Key health system performance indicators in Albania are mixed. While health outcomes are relatively strong by regional standards, quality of care is a significant concern. The sector suffers from inefficiencies and inequities. Out-of-pocket payments of patients accounts for more than half of total expenditures on health. With only half of the poor covered by social health insurance, increased health spending has pushed more households into poverty. Unofficial payments remain common, particularly in public hospitals.
“The health sector reforms are complex, and there is still a large unfinished agenda,” said Tahseen Sayed, World Bank Country Manager for Albania. “Government has shown strong commitment to undertaking reforms in several key areas, including improving health financing systems and hospital services, pharmaceutical reforms, and expanding social health insurance. The new project will support the health sector reform agenda with the aim to improve access and efficiency of health care services.”
The project builds on the World Bank’s past engagement in the health sector. The project activities will support reforming the hospital sector, improving monitoring and management of service quality and efficiency through the establishment of a health management information system, and reforming the health financing system, including assessing options to expand insurance coverage within the available fiscal space.
“The main beneficiaries of the project include the overall population of Albania, who will benefit from improvements in the efficiency of hospital care services,” said Lorena Kostallari, World Bank Senior Operations Office and Project Leader. “By the end of the project life, it is expected to have a decrease in the total number of acute care beds by 800 beds in selected district hospitals, according to the Hospital Master Plan. As a result of pharmaceutical reform, a reduction by 25 percent in average prices for the 10 most common prescription medicines and the 10 most expensive hospital medicines is foreseen, which will positively influence on the financial protection from health expenditures. The project will enable an increase of health insurance coverage of up to 65 percent for the poor.”

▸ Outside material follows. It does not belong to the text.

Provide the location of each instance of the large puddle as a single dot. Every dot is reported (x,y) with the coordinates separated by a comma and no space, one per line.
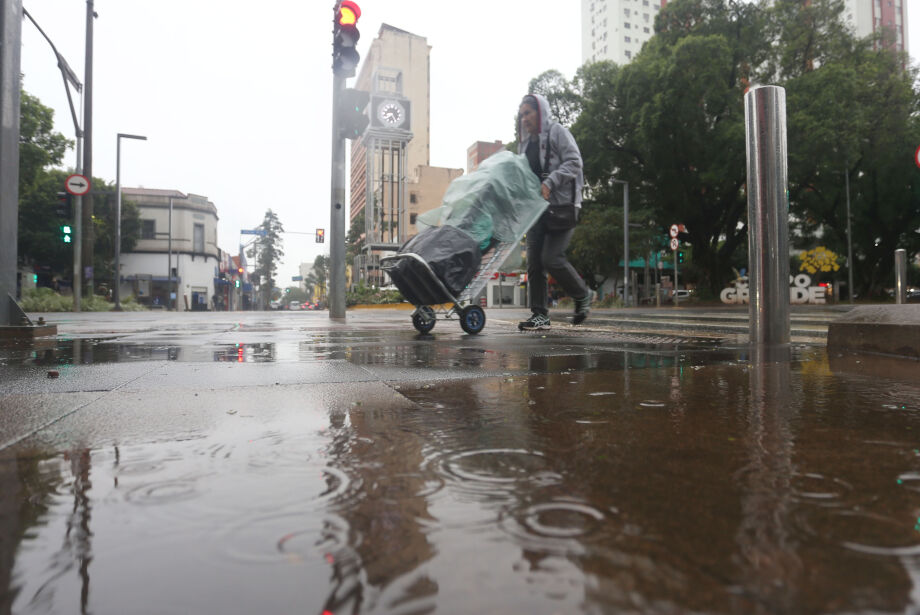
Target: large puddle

Moreover, specific population groups, including those with priority chronic diseases, will benefit from improved primary care and reduced co-payments for essential, low-cost medicines. This will reduce out-of-pocket payment expenditures. Health sector stakeholders will benefit from capacity-building as well – around 700 staff in public health institutions, including the University Hospital Center of Tirana (QSUT) and regional hospitals, will benefit from training and capacity-building activities.
Since Albania joined the World Bank in 1991, a total of 84 projects comprising over US$2.1 billion of IDA credits and grants and IBRD loans have been provided to the country.